Slovenia v. the FCPA Blog: What’s up with that?

This past week 1,324 attacks against the FCPA Blog website were blocked. We try not to take it personally.

The top three sources of the attacks originated from Slovenia, the UK, and Costa Rica respectively.

So how does the FCPA Blog protect readers and keep the website humming along smoothly?

In short, we have great partners.

We work with companies who specialize – and lead their industries – in specific areas of security.

Here’s one example: The FCPA Blog isn’t the size of Facebook (yet), but we do process a substantial amount of traffic.

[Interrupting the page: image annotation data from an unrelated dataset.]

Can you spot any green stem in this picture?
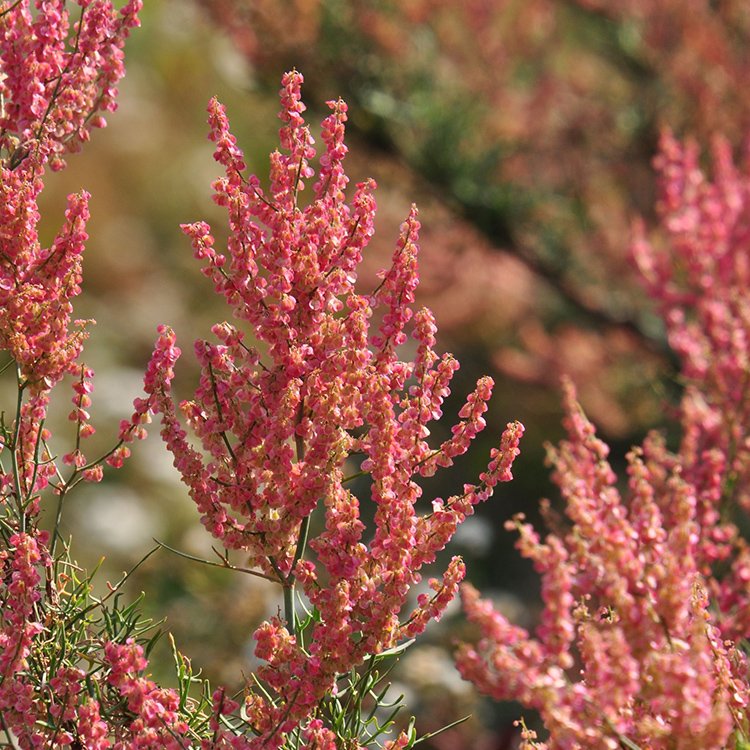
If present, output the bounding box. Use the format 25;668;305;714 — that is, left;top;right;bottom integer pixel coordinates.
9;365;26;532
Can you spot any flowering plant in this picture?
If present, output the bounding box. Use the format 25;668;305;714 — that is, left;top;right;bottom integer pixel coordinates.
0;0;523;748
457;133;750;750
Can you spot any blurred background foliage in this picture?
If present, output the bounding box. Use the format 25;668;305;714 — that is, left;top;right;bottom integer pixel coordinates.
25;0;750;750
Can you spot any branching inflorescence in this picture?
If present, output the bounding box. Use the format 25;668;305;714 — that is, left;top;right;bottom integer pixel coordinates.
458;133;750;750
124;72;523;747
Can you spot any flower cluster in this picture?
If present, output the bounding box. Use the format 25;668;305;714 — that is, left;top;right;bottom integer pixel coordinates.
457;133;750;750
133;72;523;747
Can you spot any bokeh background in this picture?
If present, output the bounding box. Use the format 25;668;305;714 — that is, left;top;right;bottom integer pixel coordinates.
25;0;750;750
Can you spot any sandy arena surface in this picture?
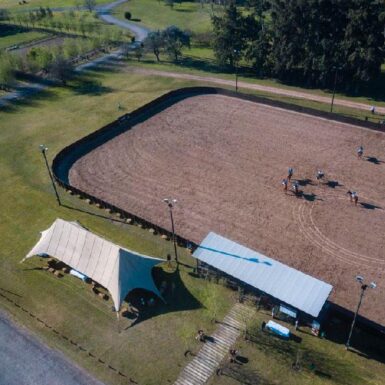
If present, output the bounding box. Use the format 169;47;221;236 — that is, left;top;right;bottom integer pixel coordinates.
70;95;385;325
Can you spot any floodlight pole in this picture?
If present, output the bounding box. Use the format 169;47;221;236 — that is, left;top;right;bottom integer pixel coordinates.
163;198;178;263
39;144;61;206
330;68;339;112
345;276;376;350
234;49;239;92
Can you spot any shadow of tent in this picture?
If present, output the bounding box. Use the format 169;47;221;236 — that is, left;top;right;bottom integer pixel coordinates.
126;266;203;327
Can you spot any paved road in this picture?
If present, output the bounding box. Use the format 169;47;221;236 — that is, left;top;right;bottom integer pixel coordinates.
0;311;104;385
0;0;150;106
0;0;385;115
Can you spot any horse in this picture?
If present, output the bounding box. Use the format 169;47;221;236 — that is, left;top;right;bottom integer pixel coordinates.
316;170;325;182
346;190;358;206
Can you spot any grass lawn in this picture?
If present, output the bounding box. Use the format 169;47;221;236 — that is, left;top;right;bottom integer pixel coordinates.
127;51;385;116
0;0;110;11
113;0;211;32
0;72;232;385
209;311;385;385
0;60;385;385
0;25;49;50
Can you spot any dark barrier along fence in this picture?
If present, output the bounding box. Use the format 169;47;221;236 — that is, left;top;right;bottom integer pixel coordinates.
52;87;385;254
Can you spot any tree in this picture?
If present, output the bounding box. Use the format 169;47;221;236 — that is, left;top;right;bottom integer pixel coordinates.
341;0;385;82
83;0;96;12
162;25;190;61
211;3;247;67
270;0;385;86
143;31;164;62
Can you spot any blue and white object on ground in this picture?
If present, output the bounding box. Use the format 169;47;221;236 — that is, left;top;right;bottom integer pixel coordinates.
193;232;333;317
70;269;87;281
266;321;290;338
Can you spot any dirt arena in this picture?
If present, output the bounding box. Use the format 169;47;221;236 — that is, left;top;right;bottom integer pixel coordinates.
70;95;385;325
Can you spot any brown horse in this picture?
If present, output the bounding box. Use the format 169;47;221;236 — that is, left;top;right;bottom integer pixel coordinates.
346;190;358;206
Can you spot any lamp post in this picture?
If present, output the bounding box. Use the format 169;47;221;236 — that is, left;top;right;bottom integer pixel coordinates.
163;198;178;263
39;144;61;206
346;275;377;349
330;67;341;112
234;49;239;92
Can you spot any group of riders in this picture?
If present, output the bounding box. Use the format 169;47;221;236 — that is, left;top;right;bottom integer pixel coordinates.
282;146;364;205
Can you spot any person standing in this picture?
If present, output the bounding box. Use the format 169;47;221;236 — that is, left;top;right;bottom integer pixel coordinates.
281;178;289;193
287;167;294;182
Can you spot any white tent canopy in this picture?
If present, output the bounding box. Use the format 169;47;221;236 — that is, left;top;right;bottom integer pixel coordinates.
22;218;163;311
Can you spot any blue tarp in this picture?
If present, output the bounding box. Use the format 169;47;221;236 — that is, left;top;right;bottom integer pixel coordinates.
279;305;297;318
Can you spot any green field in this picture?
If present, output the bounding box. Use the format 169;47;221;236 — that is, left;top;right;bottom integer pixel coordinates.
0;28;49;50
113;0;211;32
123;54;385;119
0;61;385;385
0;72;237;385
0;0;110;11
208;310;384;385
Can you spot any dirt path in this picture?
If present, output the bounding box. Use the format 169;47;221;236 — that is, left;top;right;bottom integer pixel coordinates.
130;67;385;115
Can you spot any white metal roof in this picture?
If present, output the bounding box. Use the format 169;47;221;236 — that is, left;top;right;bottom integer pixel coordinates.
23;218;163;310
193;232;333;317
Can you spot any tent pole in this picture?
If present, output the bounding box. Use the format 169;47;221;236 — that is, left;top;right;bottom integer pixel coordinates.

In the last seven days, the FCPA Blog handled 2,541,781 requests. Requests are different from page views and visitors. Rather, a request is how many times different files on a web page were “served.” Each web page will serve several files each time it is loaded.

Every request that’s served needs its own protection.

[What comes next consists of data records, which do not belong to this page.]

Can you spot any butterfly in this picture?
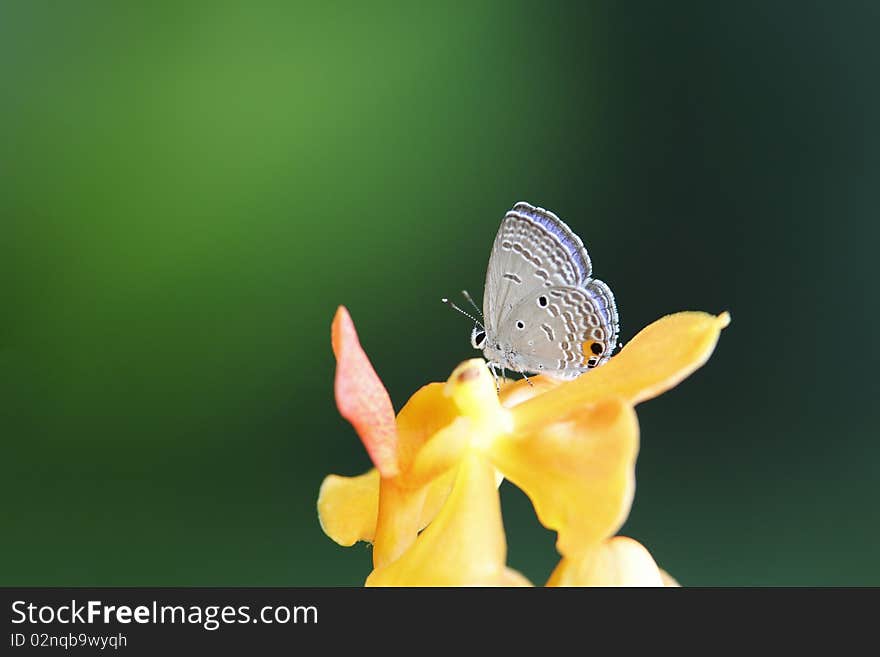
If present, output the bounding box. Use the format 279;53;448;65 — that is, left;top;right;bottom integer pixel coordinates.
443;202;620;382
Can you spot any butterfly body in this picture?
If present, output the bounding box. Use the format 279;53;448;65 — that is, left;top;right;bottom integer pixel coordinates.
471;202;619;379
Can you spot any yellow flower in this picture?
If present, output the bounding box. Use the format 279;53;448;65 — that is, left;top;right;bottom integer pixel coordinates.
318;308;729;586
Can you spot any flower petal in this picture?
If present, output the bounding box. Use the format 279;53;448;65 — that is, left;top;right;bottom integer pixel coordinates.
397;383;458;475
512;312;730;429
547;536;664;586
331;306;398;477
660;568;681;588
366;454;524;586
318;468;379;547
498;374;562;408
318;468;455;547
487;398;639;555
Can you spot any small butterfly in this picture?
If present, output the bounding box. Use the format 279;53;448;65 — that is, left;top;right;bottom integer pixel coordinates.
444;202;620;381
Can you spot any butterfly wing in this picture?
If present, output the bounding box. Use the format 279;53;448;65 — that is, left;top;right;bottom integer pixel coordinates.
502;280;619;379
483;202;592;333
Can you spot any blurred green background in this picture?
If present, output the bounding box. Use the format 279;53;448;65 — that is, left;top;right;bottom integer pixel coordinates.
0;1;880;585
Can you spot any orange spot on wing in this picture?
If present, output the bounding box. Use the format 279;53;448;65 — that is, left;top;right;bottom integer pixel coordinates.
581;340;595;365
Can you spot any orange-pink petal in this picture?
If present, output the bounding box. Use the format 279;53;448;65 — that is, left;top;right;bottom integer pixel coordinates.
331;306;398;477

For requests, the FCPA Blog uses end-to-end SSL/TSL encryption, indicated by the lock in your browsers address bar. SSL/TLS prevents malicious snooping of traffic on the FCPA Blog and consists of three main parts:

  • Authentication – The ability to verify the validity of the provided identifications.
  • Encryption – The ability to obfuscate information sent from one host to another.
  • Integrity – The ability to detect forgery and tampering of certificates.

The FCPA Blog also uses a Content Delivery Network (CDN) that not only makes the site faster for readers, but helps protect it by validating that we are following stringent security practices.

We also have distributed denial-of-service (DDOS) protection, IP spoofing, Web Application Firewalls (WAF), and other tools in place.

TSL/SSL is a vast technological concept. If you’re interested in learning more about how it works, Cloudflare does a great job explaining it.

Data for our 29,000+ email subscribers currently receiving daily updates is kept silo’d with another partner. The partner’s data centers manage physical security 24/7 with biometric scanners, among other things. They also have DDOS mitigation in place at all of their data centers.

You may be thinking, “Is that it?”

No, that’s just scratching the surface. Part of implementing good security is keeping some secrets.

Security is difficult and complicated and no website is immune from attacks. We’re thankful to our partners who help keep us safe and online.